This course will build on the foundations in neuroscience. Topics such as sensory and motor systems, learning, memory, cognition and neurological disorders will be covered. The accompanying laboratory is designed to expose students to basic methods and experimental approaches in neuroscience including dissection of sheep brains, recording the activity of nerve cells, engaging in computer simulation as well as basic histological techniques commonly useed in neuroscience.
This course will cover the basics associated with designing and implementing research experiments in neuroscience. Additionally, the course will introduce students to a variety of current techniques that neuroscientists use to study the nervous system. Topics include histology and microscopy, behavioral analysis, brain imaging and the use of transgenic organisms.
This course will cover the major concepts of developmental neurobiology. Recent advances in the understanding of the molecular and cellular events underlying neural induction, neural tube formation, cell differentiation, proliferation, migration, axon guidance, synapse formation, neurotrophic factors, and neural death will be discussed. The course will also focus on activity-dependent plasticity and its role in generating and maintaining synaptic input within the nervous system. Pathologies arising from failures of these processes will also be examined.
This course will introduce students to the basic principles derived from evolution, ecology, ethology and development and use these principles to explain how and why animals behave as they do in particular situations. The course will also focus on many important survival activities such as foraging, communication, migration, predator-prey interactions, mating, and paternal care.
This course will cover the basic principles underlying neurochemistry. Topics will include neurotransmitter function, synthesis and and metabolism as well as signalling. In addition to normal neurochemistry, the course will introduce students to the chemical disturbances that underlie some mental illnesses such as schizophrenia and addiction. Prerequisities: A grade of C or better in NEU 100 and NEU 200.
This course will cover the basic principles of neuroendocrinology with a focus on how hormones influence behavioral outcome. Animal models will be examined to explore how the endocrine and nervous systems interact to control functions such as reproductive behaviors, aggression, stress, biological rhythms, metabolism and fluid intake. Human neuroendocrine research will be included if available and appropriate.
This course will introduce students to basic concepts in the history, neuroanatomy and methods of cognitive neuroscience. In addition topics related to sensation and perception, learning and memory, emotion, language, attention and impulivity will be covered.
With the dramatic advances in neuroscience and psychiatry, we are able to identify the anatomical, chemical and psychological anomalies underlying many mental and nervous system disorders. These advances may help us find better treatment options as well as potential preventative measures. Using several different reading sources, the present course will cover epidemiology, symptoms, known causes, neurobiology and treatment of nervous system disorders such as autism, depression, bipolar disorder, schizophrenia, anxiety disorders as well as age-related diseases such as Parkinson’s and Alzheimer’s diseases.
Critical overview of major fields of specialization in neuroscience, with focus on conducting research.
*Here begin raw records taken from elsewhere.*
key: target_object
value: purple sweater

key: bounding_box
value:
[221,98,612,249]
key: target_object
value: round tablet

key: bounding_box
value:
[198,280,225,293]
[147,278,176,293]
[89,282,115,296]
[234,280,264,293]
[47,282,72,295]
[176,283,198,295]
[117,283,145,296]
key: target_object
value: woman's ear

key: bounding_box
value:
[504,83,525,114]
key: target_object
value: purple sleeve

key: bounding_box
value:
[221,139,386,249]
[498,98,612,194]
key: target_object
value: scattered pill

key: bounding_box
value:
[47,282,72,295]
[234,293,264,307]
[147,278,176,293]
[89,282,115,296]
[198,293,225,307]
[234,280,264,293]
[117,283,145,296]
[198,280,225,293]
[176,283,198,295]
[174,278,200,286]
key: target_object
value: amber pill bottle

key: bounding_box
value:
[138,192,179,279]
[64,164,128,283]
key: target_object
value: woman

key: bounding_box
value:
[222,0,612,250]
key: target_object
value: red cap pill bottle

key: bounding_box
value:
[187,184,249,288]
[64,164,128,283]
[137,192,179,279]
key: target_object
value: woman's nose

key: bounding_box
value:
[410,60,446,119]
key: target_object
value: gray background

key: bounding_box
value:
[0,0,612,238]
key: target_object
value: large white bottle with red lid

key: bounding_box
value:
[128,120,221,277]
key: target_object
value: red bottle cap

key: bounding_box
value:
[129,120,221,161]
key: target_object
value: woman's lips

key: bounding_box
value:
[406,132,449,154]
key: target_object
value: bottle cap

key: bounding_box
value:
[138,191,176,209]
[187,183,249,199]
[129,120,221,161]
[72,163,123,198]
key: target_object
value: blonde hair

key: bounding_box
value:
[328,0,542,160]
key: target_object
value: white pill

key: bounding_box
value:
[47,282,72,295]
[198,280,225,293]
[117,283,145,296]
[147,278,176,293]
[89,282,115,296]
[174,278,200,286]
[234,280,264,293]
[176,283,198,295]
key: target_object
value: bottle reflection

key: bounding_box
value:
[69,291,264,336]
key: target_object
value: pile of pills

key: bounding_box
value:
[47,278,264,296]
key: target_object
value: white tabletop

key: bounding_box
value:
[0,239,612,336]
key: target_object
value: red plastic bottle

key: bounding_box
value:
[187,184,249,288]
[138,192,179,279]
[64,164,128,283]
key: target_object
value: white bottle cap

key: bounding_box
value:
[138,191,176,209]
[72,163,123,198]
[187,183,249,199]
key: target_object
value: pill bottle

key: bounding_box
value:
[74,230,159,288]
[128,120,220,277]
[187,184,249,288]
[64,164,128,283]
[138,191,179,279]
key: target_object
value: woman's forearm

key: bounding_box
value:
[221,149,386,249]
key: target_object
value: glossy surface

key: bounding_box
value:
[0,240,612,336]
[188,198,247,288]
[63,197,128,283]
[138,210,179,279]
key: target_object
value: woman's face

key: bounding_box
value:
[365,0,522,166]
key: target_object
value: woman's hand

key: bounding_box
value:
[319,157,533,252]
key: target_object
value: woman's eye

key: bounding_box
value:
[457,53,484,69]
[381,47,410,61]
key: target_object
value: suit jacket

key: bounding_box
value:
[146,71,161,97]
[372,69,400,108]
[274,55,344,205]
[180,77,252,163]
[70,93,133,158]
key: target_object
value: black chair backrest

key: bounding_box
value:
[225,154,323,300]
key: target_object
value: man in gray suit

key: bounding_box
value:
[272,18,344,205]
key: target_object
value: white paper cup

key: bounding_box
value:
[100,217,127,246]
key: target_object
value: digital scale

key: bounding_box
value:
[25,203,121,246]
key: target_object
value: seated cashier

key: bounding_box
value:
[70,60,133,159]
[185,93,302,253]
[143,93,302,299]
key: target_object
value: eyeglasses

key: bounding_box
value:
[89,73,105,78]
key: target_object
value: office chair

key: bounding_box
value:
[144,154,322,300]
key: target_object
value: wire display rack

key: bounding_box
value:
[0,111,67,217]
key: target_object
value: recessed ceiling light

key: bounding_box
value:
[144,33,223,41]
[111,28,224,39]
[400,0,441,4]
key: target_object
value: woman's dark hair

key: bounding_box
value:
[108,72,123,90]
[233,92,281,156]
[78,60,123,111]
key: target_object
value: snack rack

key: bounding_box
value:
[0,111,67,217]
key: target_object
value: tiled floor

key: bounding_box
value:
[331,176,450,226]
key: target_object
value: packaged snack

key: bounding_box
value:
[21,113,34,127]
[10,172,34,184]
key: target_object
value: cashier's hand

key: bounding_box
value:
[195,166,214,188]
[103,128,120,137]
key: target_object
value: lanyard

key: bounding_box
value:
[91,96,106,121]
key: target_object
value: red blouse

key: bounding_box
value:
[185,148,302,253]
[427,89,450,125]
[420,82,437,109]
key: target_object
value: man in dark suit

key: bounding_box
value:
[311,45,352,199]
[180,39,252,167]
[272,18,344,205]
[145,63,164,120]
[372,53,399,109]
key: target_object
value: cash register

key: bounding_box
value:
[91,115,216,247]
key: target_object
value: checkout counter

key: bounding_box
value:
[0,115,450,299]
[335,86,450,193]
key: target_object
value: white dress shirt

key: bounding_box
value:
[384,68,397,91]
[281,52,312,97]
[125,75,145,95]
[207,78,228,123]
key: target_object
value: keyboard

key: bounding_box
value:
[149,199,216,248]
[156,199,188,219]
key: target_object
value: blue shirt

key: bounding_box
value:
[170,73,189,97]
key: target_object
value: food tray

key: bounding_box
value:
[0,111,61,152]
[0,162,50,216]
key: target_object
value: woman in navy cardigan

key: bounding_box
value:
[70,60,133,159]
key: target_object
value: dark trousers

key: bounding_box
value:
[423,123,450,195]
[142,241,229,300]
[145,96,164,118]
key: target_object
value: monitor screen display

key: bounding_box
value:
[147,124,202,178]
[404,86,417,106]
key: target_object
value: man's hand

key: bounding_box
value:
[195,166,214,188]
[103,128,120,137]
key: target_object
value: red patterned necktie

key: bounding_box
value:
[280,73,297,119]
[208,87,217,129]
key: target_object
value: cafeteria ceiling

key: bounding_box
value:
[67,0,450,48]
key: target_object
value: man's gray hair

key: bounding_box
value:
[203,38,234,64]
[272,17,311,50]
This course will emphasize developing a viable research proposal grounded in historical, philosophical, and empirical foundations related to a student conceived research question. Students will be expected to conduct literature searches, develop a rationale for their research question and write a proposal which should include an introduction, a hypothesis, methods and expected results.
As part of this course, students will complete a research internship that consists of either an 8-week full-time summer research experience or 300 hours of research over an entire academic year (at least two semesters). The research experience will involve an independent hypothesis-drive study/implemented and completed by the student at her chosen research mentor's laboratory. Students may register for this course either during the research internship (if being conducted during the semester) or after the internship has been completed (if the research was conducted in the prior summer). A student cannot register for this course prior to the completion of the internship. (This course is graded Pass/Fail).
The course is designed to provide the senior student with instruction and practice in the oral, poster, and written presentation of research data. Topics will include preparation of figures, slides, posters, and organization of the presentation. Students are required to provide their own data from independently conducted research. Students must have completed an internship prior to registering for this course.